What follows comes from years crawling through crawlspaces in Myers Park, swapping valves in split-levels in Matthews, and flushing heat exchangers in Ballantyne attics in July heat. You will find practical steps you can try safely, what to leave to a pro, and the judgment calls around repair, water heater replacement, and, when it makes sense, water heater installation for an upgrade. I will keep the jargon light and explain what matters: the fuel, the air, the water, and the control logic that ties them together.

What Error 11 and Error 12 actually mean

Manufacturers use slightly different phrasings, but across brands the meaning is consistent.

Error 11 usually means the unit commanded ignition and did not verify a flame. Think of it as failed ignition. The control board opened the gas valve and sparked, but the flame sensor did not see fire. You will get a short attempt, a click, possibly a whoosh that doesn’t hold, then the unit locks out.

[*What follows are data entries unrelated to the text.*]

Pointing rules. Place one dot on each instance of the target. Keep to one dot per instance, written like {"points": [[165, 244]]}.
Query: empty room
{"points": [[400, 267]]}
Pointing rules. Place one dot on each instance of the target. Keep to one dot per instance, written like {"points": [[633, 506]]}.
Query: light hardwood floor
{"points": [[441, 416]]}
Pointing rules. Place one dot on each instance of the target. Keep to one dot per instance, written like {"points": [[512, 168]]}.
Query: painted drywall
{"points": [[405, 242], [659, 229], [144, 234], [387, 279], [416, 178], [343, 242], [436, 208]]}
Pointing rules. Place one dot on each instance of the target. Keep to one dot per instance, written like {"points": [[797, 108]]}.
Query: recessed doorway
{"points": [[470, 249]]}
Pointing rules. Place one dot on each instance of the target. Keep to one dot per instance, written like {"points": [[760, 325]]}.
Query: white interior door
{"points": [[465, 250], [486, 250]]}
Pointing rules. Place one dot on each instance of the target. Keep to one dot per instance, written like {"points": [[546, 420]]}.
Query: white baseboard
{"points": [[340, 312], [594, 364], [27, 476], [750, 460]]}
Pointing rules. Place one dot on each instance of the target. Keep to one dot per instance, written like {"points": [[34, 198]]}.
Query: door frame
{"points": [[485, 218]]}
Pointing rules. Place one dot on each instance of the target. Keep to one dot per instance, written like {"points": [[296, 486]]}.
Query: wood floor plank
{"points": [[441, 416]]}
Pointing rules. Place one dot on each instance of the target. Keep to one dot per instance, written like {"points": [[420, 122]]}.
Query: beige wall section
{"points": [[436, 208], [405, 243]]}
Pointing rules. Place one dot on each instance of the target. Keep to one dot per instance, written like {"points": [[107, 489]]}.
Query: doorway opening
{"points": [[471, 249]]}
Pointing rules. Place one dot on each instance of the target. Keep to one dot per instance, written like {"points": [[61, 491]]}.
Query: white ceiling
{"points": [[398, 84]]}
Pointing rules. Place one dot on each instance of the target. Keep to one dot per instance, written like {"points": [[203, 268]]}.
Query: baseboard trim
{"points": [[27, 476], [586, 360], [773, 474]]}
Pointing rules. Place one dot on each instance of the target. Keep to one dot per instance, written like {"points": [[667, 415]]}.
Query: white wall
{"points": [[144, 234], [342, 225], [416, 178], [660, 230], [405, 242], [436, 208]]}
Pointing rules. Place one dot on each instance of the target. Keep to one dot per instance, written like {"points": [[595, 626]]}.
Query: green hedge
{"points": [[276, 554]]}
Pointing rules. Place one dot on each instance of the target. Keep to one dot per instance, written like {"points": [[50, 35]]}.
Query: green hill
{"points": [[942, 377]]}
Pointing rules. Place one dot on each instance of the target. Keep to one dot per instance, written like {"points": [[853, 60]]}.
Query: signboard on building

Error 12 indicates flame loss during operation. The unit did light, ran for a bit, then the flame went unstable and dropped out. You will notice hot water for a few seconds or minutes, then a sudden chill as the burner quits and the code appears.

Both codes sit at the intersection of three basics: sufficient gas volume and pressure, clean combustion air and proper venting, and a clean, properly flowing water path. A fourth piece rides above them: the control system that reads sensors, sparks, and protects you by shutting things down when it sees something off.

How Charlotte homes set the stage

Local context matters. Charlotte homeowners deal with a few patterns I see again and again.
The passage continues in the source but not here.